Chapter 34
CHAPTER THIRTY-FOUR
EVE
H arlow breezes through the front door while I’m staring at my sketchbook. “Hey!”
“Hey!” I call back.
She’s home early.
Except, I check the time on my phone and realize she’s not. I’ve been sitting on the couch, memorizing Hunter’s phone number, for hours. How ironic that I teased him last night for admitting he didn’t know what to text me. Now, I’m facing the same dilemma.
This morning’s drive from his house to mine wasn’t awkward. We stopped for donuts—Hunter ran in since I wasn’t exactly dressed for breakfast—and then he dropped me off before continuing to the rink. It felt normal. Natural, like a routine.
Routines take time to form, though.

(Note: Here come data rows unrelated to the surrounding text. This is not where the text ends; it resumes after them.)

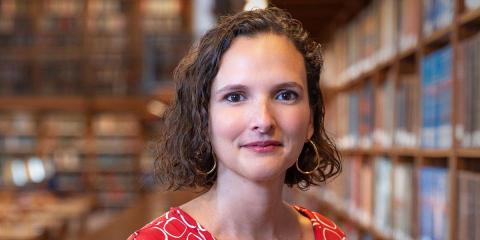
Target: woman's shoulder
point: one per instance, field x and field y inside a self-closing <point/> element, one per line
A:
<point x="174" y="224"/>
<point x="324" y="228"/>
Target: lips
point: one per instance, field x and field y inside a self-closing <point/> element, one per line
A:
<point x="263" y="146"/>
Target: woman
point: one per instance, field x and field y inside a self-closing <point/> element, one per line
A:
<point x="247" y="119"/>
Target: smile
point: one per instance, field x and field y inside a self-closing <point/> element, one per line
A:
<point x="263" y="146"/>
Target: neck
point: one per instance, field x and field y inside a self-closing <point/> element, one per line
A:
<point x="248" y="209"/>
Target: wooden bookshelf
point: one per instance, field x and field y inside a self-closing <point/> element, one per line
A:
<point x="450" y="154"/>
<point x="97" y="62"/>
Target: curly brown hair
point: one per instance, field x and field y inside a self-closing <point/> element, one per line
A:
<point x="184" y="150"/>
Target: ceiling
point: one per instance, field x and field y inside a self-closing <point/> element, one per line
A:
<point x="321" y="17"/>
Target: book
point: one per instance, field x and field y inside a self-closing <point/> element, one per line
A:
<point x="472" y="4"/>
<point x="366" y="112"/>
<point x="436" y="89"/>
<point x="438" y="14"/>
<point x="384" y="111"/>
<point x="405" y="119"/>
<point x="409" y="23"/>
<point x="468" y="196"/>
<point x="383" y="194"/>
<point x="433" y="201"/>
<point x="403" y="201"/>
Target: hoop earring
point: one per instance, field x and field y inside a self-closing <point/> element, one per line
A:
<point x="213" y="168"/>
<point x="317" y="158"/>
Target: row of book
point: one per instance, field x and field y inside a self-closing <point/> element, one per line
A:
<point x="468" y="115"/>
<point x="380" y="194"/>
<point x="61" y="22"/>
<point x="468" y="205"/>
<point x="436" y="99"/>
<point x="67" y="123"/>
<point x="377" y="114"/>
<point x="374" y="36"/>
<point x="99" y="58"/>
<point x="437" y="14"/>
<point x="380" y="31"/>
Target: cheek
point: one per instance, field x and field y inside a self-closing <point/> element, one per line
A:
<point x="296" y="123"/>
<point x="225" y="124"/>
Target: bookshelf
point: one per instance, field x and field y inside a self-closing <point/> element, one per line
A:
<point x="402" y="106"/>
<point x="76" y="77"/>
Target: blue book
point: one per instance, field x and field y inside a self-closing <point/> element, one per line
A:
<point x="433" y="193"/>
<point x="444" y="95"/>
<point x="428" y="17"/>
<point x="428" y="101"/>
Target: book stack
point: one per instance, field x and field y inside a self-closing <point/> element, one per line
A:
<point x="370" y="39"/>
<point x="107" y="32"/>
<point x="405" y="135"/>
<point x="367" y="114"/>
<point x="384" y="111"/>
<point x="436" y="99"/>
<point x="468" y="117"/>
<point x="383" y="194"/>
<point x="409" y="26"/>
<point x="437" y="14"/>
<point x="403" y="201"/>
<point x="433" y="200"/>
<point x="472" y="4"/>
<point x="468" y="205"/>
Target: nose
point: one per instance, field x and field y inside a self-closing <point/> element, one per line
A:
<point x="263" y="120"/>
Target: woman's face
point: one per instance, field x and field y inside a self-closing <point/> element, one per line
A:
<point x="259" y="110"/>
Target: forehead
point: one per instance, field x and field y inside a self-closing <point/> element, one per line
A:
<point x="265" y="56"/>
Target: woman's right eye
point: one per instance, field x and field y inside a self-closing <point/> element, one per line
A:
<point x="234" y="97"/>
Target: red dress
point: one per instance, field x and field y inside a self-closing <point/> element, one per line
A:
<point x="177" y="224"/>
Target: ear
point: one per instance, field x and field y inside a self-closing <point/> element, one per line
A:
<point x="310" y="128"/>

And I—we—don’t have a lot of time.
Now that Conor and Aidan know about us, I need to tell Harlow. And she’s going to have questions—questions I seriously fumbled with Hunter this morning.
“How was your weekend?” Harlow plops down on the opposite end of the couch, tucking her feet up under her.

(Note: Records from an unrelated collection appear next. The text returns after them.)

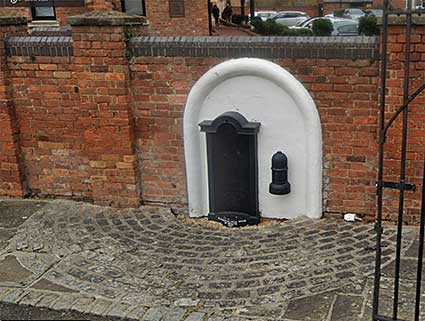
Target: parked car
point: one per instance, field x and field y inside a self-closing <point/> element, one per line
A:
<point x="290" y="18"/>
<point x="342" y="27"/>
<point x="309" y="22"/>
<point x="353" y="13"/>
<point x="264" y="15"/>
<point x="346" y="28"/>
<point x="375" y="12"/>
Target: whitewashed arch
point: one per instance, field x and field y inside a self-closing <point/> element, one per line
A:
<point x="263" y="92"/>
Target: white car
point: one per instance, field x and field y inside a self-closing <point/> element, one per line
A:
<point x="264" y="15"/>
<point x="341" y="26"/>
<point x="290" y="18"/>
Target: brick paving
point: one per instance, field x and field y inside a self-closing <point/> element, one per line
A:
<point x="149" y="264"/>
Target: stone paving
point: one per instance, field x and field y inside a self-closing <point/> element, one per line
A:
<point x="149" y="264"/>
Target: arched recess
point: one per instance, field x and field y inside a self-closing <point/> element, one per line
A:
<point x="263" y="92"/>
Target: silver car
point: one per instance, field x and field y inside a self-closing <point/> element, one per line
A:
<point x="264" y="15"/>
<point x="290" y="18"/>
<point x="341" y="27"/>
<point x="353" y="13"/>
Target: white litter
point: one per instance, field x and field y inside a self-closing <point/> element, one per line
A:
<point x="351" y="217"/>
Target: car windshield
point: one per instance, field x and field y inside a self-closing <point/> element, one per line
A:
<point x="356" y="11"/>
<point x="304" y="23"/>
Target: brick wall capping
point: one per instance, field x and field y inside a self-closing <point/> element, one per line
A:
<point x="10" y="19"/>
<point x="359" y="47"/>
<point x="395" y="20"/>
<point x="105" y="18"/>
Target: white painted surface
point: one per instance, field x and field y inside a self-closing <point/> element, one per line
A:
<point x="262" y="92"/>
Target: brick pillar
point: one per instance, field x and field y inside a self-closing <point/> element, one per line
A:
<point x="11" y="162"/>
<point x="102" y="70"/>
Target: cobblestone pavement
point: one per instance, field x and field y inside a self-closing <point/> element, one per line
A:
<point x="148" y="264"/>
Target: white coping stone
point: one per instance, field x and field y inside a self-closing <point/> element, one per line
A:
<point x="262" y="92"/>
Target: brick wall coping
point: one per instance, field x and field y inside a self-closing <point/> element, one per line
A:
<point x="10" y="19"/>
<point x="394" y="19"/>
<point x="105" y="18"/>
<point x="51" y="31"/>
<point x="39" y="46"/>
<point x="359" y="47"/>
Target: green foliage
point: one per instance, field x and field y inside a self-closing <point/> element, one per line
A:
<point x="368" y="26"/>
<point x="322" y="27"/>
<point x="339" y="13"/>
<point x="272" y="28"/>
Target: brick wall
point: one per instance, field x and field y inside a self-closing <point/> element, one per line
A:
<point x="345" y="93"/>
<point x="87" y="124"/>
<point x="12" y="175"/>
<point x="416" y="132"/>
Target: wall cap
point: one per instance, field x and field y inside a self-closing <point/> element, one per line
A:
<point x="359" y="47"/>
<point x="11" y="19"/>
<point x="105" y="18"/>
<point x="400" y="20"/>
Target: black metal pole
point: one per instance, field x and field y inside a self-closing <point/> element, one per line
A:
<point x="420" y="250"/>
<point x="378" y="226"/>
<point x="403" y="161"/>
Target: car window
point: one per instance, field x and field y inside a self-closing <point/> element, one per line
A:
<point x="347" y="29"/>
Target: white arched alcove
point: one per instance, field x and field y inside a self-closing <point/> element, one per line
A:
<point x="262" y="92"/>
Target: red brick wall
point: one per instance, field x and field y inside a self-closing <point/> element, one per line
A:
<point x="345" y="93"/>
<point x="86" y="125"/>
<point x="76" y="127"/>
<point x="12" y="177"/>
<point x="416" y="133"/>
<point x="194" y="23"/>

“Uh, good. How was yours?”
She nods enthusiastically. “Really nice. Allison and I got our nails done.” She waves her pale blue fingernails in my direction. “And Landon’s gig went great. The band’s really improving.”
“That’s great.”
Harlow reaches out and snags one of the donuts out of the box I carried over to the couch.

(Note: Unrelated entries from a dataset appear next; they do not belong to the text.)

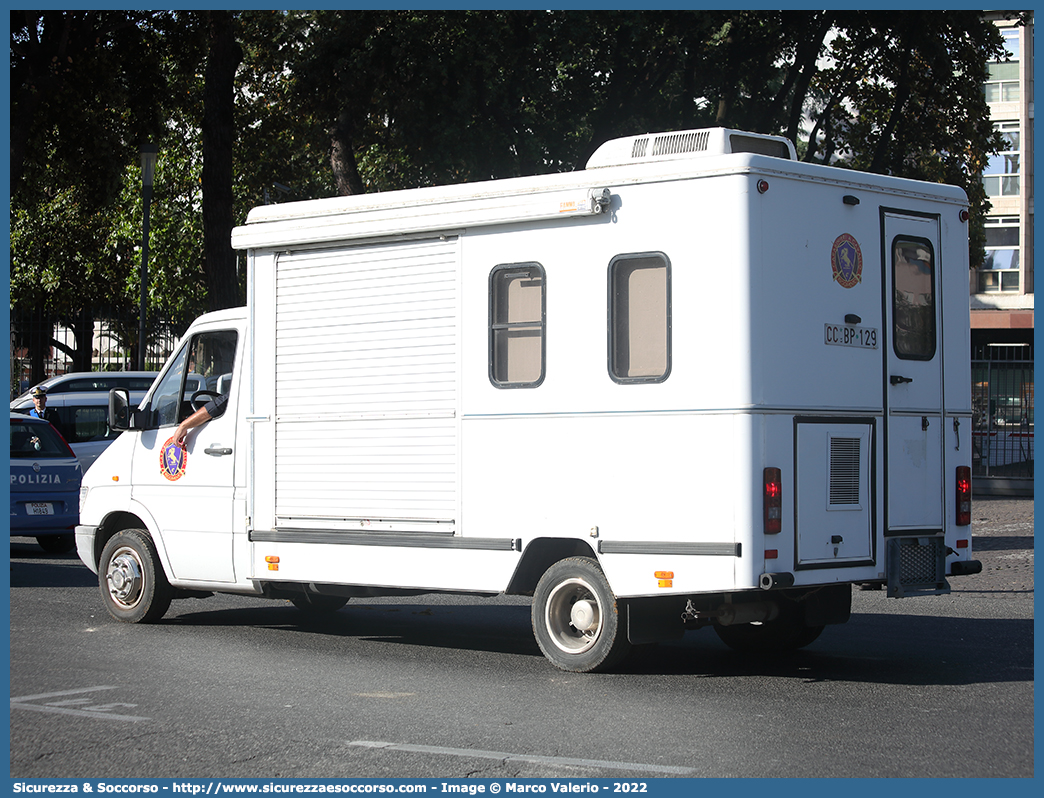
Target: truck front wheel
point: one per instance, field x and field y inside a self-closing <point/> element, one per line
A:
<point x="575" y="618"/>
<point x="134" y="587"/>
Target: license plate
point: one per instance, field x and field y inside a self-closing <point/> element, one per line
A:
<point x="851" y="335"/>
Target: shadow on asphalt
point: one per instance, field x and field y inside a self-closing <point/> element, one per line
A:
<point x="872" y="648"/>
<point x="885" y="649"/>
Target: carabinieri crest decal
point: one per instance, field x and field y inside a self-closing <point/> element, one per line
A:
<point x="847" y="261"/>
<point x="173" y="460"/>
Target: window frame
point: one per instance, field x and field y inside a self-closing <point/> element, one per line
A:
<point x="495" y="325"/>
<point x="612" y="354"/>
<point x="933" y="304"/>
<point x="1002" y="175"/>
<point x="1007" y="224"/>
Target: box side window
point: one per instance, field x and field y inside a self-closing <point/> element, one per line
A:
<point x="80" y="424"/>
<point x="639" y="318"/>
<point x="914" y="299"/>
<point x="517" y="324"/>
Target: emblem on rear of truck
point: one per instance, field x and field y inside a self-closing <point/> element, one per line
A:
<point x="173" y="460"/>
<point x="847" y="261"/>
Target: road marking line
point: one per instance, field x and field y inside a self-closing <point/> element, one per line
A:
<point x="62" y="707"/>
<point x="509" y="757"/>
<point x="66" y="693"/>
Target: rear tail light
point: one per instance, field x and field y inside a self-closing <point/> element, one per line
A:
<point x="773" y="499"/>
<point x="964" y="495"/>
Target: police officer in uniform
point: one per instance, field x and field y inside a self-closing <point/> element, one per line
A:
<point x="41" y="411"/>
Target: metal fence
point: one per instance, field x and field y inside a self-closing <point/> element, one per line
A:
<point x="45" y="345"/>
<point x="1002" y="427"/>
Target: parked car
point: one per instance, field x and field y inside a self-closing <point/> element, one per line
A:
<point x="81" y="402"/>
<point x="45" y="479"/>
<point x="89" y="381"/>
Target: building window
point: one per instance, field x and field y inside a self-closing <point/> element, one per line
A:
<point x="639" y="318"/>
<point x="914" y="299"/>
<point x="517" y="322"/>
<point x="1000" y="268"/>
<point x="1003" y="83"/>
<point x="1001" y="175"/>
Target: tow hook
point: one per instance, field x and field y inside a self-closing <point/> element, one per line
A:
<point x="731" y="614"/>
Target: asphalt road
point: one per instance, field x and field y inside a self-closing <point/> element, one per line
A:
<point x="441" y="686"/>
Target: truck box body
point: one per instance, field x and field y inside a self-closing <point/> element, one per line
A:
<point x="451" y="389"/>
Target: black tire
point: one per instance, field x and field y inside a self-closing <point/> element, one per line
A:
<point x="56" y="544"/>
<point x="575" y="617"/>
<point x="787" y="632"/>
<point x="318" y="605"/>
<point x="134" y="587"/>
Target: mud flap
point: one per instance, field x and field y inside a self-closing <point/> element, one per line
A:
<point x="828" y="605"/>
<point x="655" y="619"/>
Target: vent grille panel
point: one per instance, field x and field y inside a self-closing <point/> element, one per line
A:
<point x="683" y="142"/>
<point x="845" y="459"/>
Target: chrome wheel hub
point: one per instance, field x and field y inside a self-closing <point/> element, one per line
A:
<point x="124" y="578"/>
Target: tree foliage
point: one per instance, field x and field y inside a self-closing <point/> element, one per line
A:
<point x="259" y="106"/>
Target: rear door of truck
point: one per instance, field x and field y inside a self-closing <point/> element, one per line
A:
<point x="912" y="374"/>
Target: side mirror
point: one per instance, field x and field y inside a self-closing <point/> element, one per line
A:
<point x="119" y="408"/>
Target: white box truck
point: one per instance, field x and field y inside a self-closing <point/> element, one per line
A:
<point x="696" y="383"/>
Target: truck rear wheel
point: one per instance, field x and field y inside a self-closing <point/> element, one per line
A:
<point x="134" y="587"/>
<point x="575" y="618"/>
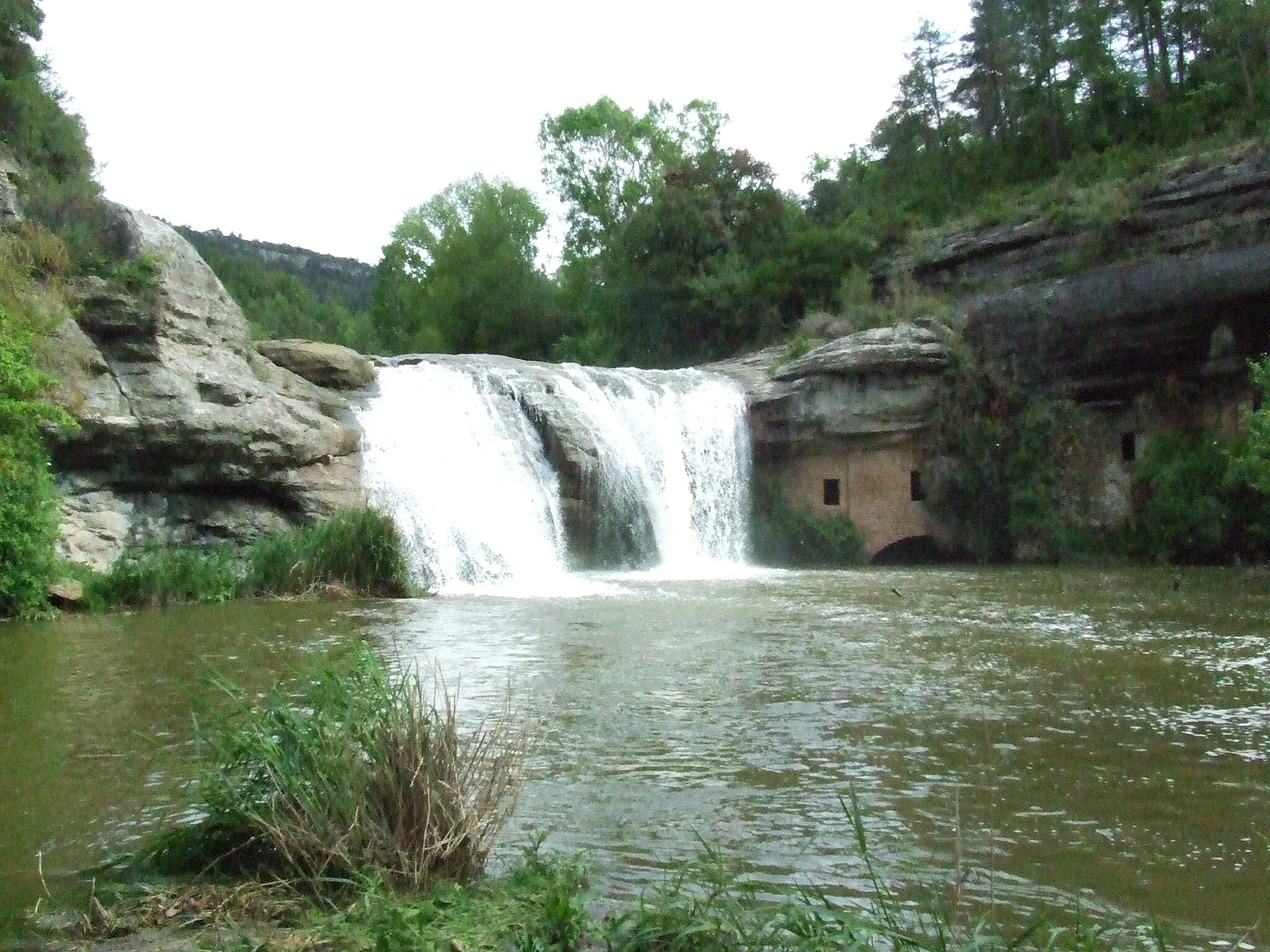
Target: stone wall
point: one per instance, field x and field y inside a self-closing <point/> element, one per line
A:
<point x="856" y="409"/>
<point x="876" y="490"/>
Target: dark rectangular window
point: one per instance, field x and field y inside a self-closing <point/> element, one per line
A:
<point x="916" y="490"/>
<point x="1128" y="447"/>
<point x="832" y="493"/>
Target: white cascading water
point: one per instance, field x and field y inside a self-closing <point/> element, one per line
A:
<point x="463" y="472"/>
<point x="676" y="443"/>
<point x="450" y="452"/>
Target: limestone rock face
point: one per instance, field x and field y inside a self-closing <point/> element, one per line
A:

My best friend hums happily as she chews. “They’d better have donuts as good as Holey Moley’s wherever the hell I end up moving next month.”
“They definitely have donuts this good in New York, so you’ll have to come visit me,” I say.
“You know I will,” she replies, licking some chocolate frosting off her finger.
“Any updates on when wherever the hell is getting figured out?”
Harlow shakes her head. “I’ve applied for a few positions, but haven’t heard back from any of them. The Garrisons said I can stay with them whenever, for however long I want. But… I’m really waiting on Conor.”
“When is the draft?”
That detail didn’t come up during Hunter’s hockey explanation.
“End of June,” Harlow answers.
“And…if he doesn’t get drafted?” I ask tentatively.
She exhales. “No clue. It’s his big dream, you know? Like New York for you. I’m not worried he won’t be able to find a job doing something else. But I am worried what not making it might do to him. To us. I did decide—I’m going to follow him.”
“You are?” I’m surprised, and I know it comes through in my voice.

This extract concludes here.